L’Organizzazione mondiale della sanità ha definito più volte la resistenza antimicrobica una minaccia globale, dato che la maggior parte degli antibiotici ormai non è più efficace contro alcuni batteri patogeni. Il Centro per la scoperta e la resistenza agli antibiotici dell’Università dell’Oklahoma, guidato da Helen Zgurskaya e Valentin Rybenkov sta lavorando alla ricerca di soluzioni terapeutiche alternative.
Gli antibiotici agiscono prendendo di mira parti specifiche di una cellula batterica, come la parete cellulare o il suo DNA. I batteri possono diventare resistenti agli antibiotici in diversi modi, incluso lo sviluppo di pompe di efflusso, proteine che si trovano sulla superficie della cellula batterica. Quando un antibiotico entra nella cellula, la pompa di efflusso lo spinge fuori dalla cellula prima che possa raggiungere il suo obiettivo, e l’antibiotico non è più in grado di uccidere i batteri.

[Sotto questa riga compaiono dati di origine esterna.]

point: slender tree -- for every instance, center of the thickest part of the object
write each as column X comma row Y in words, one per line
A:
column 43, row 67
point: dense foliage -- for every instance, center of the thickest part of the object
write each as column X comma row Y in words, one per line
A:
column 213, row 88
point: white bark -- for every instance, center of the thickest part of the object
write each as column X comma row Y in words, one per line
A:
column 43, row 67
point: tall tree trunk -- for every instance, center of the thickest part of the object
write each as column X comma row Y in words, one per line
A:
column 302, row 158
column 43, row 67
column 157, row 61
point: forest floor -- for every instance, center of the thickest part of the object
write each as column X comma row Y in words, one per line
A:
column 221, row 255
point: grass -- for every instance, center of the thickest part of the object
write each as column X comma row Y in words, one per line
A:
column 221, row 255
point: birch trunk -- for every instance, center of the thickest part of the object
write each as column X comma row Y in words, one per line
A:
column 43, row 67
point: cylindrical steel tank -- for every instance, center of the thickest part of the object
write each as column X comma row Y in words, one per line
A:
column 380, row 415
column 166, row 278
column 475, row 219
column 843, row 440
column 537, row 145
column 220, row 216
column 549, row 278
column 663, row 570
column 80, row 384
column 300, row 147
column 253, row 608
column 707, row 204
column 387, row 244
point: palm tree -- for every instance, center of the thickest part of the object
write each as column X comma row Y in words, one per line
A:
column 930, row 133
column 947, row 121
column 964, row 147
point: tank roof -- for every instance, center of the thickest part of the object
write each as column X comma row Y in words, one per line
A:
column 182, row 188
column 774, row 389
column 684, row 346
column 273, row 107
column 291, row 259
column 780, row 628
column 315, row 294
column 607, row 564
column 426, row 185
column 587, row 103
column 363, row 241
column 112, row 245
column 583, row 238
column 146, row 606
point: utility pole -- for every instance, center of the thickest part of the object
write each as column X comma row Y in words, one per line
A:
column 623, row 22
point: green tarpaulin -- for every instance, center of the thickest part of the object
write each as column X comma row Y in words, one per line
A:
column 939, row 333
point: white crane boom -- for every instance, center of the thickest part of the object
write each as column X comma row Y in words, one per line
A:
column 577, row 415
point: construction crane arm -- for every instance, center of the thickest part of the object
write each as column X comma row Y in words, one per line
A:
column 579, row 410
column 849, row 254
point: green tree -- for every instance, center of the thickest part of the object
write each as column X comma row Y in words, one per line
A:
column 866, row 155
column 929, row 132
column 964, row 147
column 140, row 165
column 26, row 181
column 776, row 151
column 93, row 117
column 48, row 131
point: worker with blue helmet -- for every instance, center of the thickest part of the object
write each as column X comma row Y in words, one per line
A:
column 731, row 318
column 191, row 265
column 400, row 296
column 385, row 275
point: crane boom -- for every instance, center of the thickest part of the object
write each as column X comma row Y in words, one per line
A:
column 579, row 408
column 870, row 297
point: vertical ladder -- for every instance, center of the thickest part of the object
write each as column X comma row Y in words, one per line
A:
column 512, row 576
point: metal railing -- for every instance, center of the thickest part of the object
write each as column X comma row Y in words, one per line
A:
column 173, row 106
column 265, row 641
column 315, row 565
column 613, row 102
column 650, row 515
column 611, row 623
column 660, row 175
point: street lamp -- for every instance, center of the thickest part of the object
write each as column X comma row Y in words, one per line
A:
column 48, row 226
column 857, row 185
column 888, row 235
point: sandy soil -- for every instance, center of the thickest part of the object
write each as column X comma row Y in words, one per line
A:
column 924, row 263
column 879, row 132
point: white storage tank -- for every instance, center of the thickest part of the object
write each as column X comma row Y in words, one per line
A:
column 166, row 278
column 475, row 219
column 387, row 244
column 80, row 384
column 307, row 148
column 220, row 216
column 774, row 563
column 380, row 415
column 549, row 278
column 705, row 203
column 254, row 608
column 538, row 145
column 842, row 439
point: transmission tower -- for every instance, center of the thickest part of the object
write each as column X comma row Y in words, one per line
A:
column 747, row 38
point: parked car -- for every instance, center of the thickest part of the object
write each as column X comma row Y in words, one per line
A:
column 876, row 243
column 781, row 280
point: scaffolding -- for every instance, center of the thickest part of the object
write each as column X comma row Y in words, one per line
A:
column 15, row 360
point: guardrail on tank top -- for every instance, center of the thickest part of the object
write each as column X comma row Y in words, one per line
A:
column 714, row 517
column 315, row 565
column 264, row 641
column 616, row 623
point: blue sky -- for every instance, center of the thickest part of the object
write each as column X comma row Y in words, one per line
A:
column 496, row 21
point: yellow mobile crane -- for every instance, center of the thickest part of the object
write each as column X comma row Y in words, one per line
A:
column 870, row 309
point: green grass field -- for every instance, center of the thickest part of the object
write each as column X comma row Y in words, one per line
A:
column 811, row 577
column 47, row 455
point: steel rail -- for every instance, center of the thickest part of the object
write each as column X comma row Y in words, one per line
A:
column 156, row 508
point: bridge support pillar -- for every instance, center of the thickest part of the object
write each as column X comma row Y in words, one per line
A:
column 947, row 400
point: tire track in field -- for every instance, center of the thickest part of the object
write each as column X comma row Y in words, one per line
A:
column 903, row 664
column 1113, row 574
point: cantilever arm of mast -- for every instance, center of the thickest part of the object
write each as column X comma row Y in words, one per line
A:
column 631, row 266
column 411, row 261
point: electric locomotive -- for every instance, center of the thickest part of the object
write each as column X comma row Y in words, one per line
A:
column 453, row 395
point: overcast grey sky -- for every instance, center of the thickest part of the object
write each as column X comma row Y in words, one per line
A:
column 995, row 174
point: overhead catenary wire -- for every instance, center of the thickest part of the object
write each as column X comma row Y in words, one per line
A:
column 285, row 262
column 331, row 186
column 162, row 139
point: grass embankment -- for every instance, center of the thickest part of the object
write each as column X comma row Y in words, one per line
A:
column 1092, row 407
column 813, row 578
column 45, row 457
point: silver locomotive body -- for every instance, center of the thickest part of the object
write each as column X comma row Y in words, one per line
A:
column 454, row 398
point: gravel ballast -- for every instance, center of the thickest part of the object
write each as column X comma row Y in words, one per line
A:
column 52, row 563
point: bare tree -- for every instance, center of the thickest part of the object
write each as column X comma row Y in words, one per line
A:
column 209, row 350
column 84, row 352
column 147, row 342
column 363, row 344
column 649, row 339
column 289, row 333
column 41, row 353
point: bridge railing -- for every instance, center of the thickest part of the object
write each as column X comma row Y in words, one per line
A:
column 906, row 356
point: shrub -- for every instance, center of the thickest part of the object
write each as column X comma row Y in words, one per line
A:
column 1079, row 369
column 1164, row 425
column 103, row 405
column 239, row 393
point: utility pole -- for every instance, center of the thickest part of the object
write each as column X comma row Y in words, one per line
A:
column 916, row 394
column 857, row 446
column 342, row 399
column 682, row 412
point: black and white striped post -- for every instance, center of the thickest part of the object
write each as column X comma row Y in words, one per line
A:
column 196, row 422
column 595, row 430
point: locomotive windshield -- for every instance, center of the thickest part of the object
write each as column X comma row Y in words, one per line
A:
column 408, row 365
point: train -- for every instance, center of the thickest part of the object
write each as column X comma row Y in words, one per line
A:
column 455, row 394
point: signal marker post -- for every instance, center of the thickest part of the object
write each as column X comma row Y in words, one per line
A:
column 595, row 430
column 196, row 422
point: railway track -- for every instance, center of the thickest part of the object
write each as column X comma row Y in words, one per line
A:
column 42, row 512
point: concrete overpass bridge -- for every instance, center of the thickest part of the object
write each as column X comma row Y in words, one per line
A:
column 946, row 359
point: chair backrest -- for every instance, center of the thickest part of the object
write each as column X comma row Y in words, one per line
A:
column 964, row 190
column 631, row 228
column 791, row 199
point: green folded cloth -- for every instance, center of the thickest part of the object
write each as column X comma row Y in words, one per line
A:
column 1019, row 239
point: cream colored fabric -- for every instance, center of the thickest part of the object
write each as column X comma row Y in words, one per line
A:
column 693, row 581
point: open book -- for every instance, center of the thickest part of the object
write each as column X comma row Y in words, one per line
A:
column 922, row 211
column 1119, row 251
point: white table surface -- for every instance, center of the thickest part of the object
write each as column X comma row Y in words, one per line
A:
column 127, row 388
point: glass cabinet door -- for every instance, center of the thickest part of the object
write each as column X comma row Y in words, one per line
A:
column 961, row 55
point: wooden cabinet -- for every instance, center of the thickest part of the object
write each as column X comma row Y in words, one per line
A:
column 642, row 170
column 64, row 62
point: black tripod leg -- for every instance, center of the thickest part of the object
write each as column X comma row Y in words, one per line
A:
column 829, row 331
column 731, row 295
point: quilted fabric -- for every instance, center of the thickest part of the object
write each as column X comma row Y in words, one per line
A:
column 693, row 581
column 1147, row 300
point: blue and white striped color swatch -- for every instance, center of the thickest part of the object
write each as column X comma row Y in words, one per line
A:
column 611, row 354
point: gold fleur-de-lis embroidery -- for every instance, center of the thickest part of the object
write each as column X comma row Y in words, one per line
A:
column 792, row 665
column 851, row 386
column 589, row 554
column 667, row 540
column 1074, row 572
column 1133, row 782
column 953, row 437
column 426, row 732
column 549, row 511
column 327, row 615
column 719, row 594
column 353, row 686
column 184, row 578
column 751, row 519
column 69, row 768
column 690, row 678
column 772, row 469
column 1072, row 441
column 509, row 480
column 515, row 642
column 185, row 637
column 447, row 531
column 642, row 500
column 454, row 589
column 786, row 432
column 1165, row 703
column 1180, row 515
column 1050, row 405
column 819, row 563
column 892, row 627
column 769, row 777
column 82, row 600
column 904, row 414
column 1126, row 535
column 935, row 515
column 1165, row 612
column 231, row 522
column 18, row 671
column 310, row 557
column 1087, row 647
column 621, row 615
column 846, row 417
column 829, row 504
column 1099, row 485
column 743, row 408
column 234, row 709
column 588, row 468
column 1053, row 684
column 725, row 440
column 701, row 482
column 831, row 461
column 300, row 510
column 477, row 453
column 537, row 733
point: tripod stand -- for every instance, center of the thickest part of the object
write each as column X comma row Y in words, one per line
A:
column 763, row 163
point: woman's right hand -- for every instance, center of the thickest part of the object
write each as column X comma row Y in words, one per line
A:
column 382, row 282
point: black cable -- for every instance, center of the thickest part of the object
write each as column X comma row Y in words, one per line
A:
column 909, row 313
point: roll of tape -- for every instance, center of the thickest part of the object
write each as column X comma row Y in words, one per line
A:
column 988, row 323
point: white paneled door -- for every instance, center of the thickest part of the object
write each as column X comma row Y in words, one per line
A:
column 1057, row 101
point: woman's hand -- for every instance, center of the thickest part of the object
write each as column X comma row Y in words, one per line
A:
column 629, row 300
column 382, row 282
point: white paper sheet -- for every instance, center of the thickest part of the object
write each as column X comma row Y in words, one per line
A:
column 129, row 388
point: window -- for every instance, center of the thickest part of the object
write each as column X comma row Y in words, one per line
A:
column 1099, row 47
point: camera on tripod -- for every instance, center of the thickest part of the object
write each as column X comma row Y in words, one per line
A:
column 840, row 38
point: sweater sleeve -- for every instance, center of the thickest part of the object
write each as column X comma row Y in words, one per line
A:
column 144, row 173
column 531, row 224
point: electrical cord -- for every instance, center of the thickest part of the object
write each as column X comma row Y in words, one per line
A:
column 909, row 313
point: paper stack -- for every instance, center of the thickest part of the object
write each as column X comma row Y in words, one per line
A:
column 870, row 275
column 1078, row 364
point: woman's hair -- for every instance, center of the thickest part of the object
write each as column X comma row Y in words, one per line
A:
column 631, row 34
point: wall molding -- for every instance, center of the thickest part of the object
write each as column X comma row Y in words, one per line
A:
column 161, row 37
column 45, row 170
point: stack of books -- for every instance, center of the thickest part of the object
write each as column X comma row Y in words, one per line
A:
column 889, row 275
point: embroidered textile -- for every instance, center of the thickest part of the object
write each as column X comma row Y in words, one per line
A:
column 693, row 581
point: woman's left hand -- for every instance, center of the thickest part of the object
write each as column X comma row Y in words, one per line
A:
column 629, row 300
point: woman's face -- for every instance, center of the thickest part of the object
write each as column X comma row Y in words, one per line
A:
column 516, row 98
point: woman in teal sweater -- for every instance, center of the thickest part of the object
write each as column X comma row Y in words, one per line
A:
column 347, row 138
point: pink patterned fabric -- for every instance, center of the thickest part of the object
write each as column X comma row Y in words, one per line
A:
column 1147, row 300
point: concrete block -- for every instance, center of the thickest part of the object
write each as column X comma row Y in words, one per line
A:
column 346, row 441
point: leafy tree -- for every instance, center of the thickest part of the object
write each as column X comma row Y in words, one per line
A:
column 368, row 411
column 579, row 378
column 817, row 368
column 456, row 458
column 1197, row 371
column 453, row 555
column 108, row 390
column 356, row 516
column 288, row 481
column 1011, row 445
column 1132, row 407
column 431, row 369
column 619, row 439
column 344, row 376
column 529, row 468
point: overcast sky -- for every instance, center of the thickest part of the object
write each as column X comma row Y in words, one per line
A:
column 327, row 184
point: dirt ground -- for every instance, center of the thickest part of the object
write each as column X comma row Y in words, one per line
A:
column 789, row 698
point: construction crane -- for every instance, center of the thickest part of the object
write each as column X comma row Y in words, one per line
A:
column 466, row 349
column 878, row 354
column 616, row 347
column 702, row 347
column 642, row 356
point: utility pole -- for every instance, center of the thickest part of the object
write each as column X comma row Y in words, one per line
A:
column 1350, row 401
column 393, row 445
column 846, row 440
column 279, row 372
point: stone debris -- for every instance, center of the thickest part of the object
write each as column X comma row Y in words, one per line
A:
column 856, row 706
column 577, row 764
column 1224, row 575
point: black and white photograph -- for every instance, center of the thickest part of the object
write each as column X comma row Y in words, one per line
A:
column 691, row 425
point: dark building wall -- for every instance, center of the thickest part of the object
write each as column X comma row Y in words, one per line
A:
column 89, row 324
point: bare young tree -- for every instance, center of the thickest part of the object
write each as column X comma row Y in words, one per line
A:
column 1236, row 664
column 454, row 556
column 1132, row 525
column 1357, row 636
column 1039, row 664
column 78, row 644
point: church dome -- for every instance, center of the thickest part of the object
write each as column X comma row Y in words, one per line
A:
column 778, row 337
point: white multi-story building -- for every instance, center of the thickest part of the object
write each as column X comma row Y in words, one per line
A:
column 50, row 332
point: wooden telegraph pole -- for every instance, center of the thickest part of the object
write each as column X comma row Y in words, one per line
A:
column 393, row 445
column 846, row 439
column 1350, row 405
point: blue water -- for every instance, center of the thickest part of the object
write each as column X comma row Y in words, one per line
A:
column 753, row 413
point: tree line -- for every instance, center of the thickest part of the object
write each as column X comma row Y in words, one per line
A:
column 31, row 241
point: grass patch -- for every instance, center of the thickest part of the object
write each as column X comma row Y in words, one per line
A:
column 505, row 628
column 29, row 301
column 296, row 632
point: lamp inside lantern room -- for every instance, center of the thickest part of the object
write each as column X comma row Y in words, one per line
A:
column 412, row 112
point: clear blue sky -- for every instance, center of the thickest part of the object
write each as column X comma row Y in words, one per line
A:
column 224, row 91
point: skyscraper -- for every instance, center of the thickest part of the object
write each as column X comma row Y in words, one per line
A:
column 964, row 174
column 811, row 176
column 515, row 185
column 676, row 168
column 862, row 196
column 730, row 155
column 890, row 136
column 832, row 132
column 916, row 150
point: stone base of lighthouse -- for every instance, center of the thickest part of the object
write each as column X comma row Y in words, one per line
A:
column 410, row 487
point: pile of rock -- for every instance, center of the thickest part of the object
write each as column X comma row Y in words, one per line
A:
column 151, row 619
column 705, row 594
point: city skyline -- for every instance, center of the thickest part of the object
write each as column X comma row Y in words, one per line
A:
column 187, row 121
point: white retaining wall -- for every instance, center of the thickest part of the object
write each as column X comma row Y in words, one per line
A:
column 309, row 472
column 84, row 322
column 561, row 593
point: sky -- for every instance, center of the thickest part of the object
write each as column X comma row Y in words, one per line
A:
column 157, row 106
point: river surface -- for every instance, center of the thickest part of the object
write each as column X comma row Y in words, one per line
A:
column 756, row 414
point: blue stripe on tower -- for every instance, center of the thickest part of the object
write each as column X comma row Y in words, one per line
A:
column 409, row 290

I ricercatori americani hanno contribuito a una recente scoperta pubblicata sulla rivista ‘Nature Communications’: hanno scoperto una nuova classe di molecole che inibiscono la pompa di efflusso e rendono nuovamente efficace l’antibiotico. Questi inibitori possiedono un nuovo meccanismo d’azione, che fino a poco tempo fa rimaneva poco chiaro. Il team di Zgurskaya, in collaborazione con i team del Georgia Institute of Technology e del King’s College di Londra nel Regno Unito, ha scoperto che questi inibitori funzionano come un ‘cuneo molecolare’ che colpisce l’area tra le membrane cellulari interne ed esterne e aumenta l’attività antibatterica degli antibiotici. La comprensione di questo meccanismo potrà facilitare la scoperta di nuove terapie. “Viviamo già in un’era post-antibiotica e le cose andranno molto peggio a meno che non si trovino nuove soluzioni per la resistenza agli antibiotici nella pratica clinica. Le scoperte che abbiamo fatto faciliteranno lo sviluppo di nuovi trattamenti per aiutare a mitigare una crisi imminente”, ha detto Zgurskaya.